Die Initiative für das Klavierwochenende ging einst von Christoph Ewers aus, der mit den Sommerserenaden ein ausgesprochen erfolgreiches Konzertformat in Sindelfingen etabliert hat. Der Pianist hatte vor etwas mehr als zwei Jahrzehnten die Idee, in Holzgerlingen ein Klavier-Festival zu veranstalten. „Er meinte, dass Holzgerlingen eine tolle Stadt sei, war dazu begeistert von der Stadthalle und dem Bösendorfer-Flügel“, erinnert sich Senta Pflieger. Gesagt, getan – und nun feiert man bereits 20. Geburtstag.

Mit ihren Überlegungen hatte sich das Duo an die Stadtverwaltung gewandt und erhielt von Rathaus-Seite gleich Unterstützung – zudem durften die Organisatoren auf die Mithilfe des Waldkindergartens bei der Bewirtung zählen. „Wir waren in den Anfangsjahren jedes Mal froh, dass wir wirklich weitermachen dürfen“, so Senta erinnert sich Pflieger, die wie Ewers beim Klavierwochenende auch selbst auftritt.

Senta Pflieger hat an der Musikhochschule in Stuttgart Klavier studiert, unterrichtet an der Böblinger Musikschule und ist als gefragte Korrepetitorin in verschiedenen Ensembles tätig. Christoph Ewers studierte an der Musikhochschule Stuttgart Kirchenmusik und Klavier und danach Medizin in Tübingen. Im Hauptberuf war er als Arzt tätig, nebenbei absolvierte er als Pianist viele Auftritte in In- und Ausland.

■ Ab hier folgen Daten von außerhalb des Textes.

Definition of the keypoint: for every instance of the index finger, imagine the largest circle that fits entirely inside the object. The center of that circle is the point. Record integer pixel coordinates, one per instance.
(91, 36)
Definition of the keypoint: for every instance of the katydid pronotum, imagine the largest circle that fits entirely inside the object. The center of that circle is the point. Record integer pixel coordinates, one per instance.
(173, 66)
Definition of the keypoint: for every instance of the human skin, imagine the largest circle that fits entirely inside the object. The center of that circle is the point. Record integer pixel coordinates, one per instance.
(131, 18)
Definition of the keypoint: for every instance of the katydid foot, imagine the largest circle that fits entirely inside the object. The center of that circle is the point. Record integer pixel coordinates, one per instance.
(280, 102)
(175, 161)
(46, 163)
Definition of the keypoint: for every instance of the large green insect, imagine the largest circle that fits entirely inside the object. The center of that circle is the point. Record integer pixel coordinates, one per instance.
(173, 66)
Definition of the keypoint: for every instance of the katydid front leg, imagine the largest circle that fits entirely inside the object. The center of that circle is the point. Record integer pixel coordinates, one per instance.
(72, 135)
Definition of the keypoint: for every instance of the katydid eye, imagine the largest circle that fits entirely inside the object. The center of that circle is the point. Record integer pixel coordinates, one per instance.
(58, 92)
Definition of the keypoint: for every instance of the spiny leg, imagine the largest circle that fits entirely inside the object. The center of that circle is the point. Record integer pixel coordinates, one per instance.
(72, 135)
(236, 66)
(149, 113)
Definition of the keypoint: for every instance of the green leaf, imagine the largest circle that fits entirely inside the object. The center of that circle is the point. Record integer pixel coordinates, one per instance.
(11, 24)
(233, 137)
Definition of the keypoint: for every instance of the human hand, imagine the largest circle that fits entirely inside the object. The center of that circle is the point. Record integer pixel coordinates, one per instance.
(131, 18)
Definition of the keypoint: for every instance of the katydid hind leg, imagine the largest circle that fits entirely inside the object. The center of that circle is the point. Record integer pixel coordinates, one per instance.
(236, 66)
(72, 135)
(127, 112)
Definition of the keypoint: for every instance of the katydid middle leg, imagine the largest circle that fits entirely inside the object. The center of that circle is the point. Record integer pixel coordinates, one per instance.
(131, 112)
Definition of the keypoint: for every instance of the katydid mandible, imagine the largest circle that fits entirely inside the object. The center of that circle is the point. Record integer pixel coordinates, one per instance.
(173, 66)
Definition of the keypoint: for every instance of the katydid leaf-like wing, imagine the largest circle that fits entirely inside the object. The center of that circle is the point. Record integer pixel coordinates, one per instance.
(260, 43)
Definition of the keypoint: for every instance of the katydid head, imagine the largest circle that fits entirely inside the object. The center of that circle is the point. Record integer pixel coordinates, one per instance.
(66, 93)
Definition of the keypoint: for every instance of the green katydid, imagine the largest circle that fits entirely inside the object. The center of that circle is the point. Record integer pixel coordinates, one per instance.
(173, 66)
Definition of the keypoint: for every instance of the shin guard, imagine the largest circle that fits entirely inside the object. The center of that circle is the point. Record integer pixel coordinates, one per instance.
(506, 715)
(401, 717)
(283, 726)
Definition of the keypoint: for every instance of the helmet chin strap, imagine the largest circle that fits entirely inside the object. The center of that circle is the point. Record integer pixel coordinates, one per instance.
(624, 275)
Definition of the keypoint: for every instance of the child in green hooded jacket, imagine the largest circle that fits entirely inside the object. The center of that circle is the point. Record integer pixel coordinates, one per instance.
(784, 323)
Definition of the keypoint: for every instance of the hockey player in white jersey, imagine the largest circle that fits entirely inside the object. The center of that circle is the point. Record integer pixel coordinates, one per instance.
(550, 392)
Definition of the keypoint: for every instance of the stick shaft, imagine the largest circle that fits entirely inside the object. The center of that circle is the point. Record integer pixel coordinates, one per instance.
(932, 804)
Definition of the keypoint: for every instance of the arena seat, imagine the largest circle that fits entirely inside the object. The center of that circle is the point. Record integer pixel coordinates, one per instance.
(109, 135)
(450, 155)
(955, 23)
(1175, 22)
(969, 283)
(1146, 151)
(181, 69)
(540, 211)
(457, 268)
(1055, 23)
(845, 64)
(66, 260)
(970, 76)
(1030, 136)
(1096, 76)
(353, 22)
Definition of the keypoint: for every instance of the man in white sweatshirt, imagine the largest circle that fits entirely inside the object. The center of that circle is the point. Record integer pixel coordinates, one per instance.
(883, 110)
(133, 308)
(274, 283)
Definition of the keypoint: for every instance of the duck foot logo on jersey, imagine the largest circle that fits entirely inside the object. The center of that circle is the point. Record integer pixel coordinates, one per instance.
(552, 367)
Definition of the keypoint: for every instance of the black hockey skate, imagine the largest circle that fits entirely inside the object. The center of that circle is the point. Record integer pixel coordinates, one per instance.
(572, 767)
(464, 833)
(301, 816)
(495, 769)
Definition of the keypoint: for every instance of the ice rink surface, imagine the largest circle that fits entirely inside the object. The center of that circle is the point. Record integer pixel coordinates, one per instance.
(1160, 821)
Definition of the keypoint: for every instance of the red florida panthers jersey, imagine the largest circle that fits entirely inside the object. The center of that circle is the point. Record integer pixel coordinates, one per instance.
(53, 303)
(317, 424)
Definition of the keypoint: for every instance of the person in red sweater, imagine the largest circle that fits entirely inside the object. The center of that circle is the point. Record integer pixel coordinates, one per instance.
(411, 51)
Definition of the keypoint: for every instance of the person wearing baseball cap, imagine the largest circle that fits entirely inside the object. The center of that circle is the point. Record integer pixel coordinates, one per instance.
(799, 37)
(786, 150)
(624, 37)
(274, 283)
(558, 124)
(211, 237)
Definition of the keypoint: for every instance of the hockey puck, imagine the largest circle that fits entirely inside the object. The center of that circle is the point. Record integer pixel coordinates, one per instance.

Anfangs erstreckte sich das Klavierwochenende über drei Veranstaltungstage. Der Freitagabend gehörte den Lokalmatadoren, Samstag und Sonntag dann vor allem den Profis von außen, erzählt Senta Pflieger. Eine Kombination, die sehr lehrreich für die Organisatoren war. „Am Freitag war die Stadthalle – mit Familie, Freunden und Verwandten auf den Zuschauerplätzen – brechend voll, am Samstag und Sonntag bei den eigentlichen Hauptakteuren hingegen blieben viele Plätze leer“, so Senta Pflieger.

Diese Erkenntnis war für das Orgateam ein klares Signal dafür, das Konzept der Veranstaltung zu ändern und stärker auf lokale Akteure zu setzen – und die Verbundenheit zu der Veranstaltung zu stärken. Zudem ergänzen weitere Ensembles die Klavierabende, in diesem tritt das Streichquartett der Tübinger Musikschule auf.

Zusammenspiel mit Harmonikaverein in guter Erinnerung

„Höhepunkte haben wir viele erleben dürfen in den vergangenen zwei Jahrzehnten”, blickt Senta Pflieger zurück. Besonders in Erinnerung geblieben ist ihr das Zusammenspiel mit dem Harmonikaverein Holzgerlingen. „Das war toll”, sagt sie mit strahlenden Augen. „Aber auch das Klavierwochenende, an dem wir einen zweiten Flügel zur Verfügung hatten, war einmalig.”

Programm in der Stadthalle

Samstag, 21. März, um 19 Uhr
Anja Breuer (Klavier) und Bettina Kriegbaum (Violine) spielen Werke von Bach und Brahms, nach der Pause präsentieren Konstantin Zvyagin und Maria Pia Vetro Klavierwerke von Schumann und Liszt.

Sonntag, 22. März, um 17 Uhr
Senta Pflieger und Christoph Ewers spielen jeweils mit dem Streichquartett der Tübinger Musikschule Werke von Bach und Mozart. Nach der Pause führt Yun Shin Choi Werke von Beethoven, Chopin und Prokofjew auf.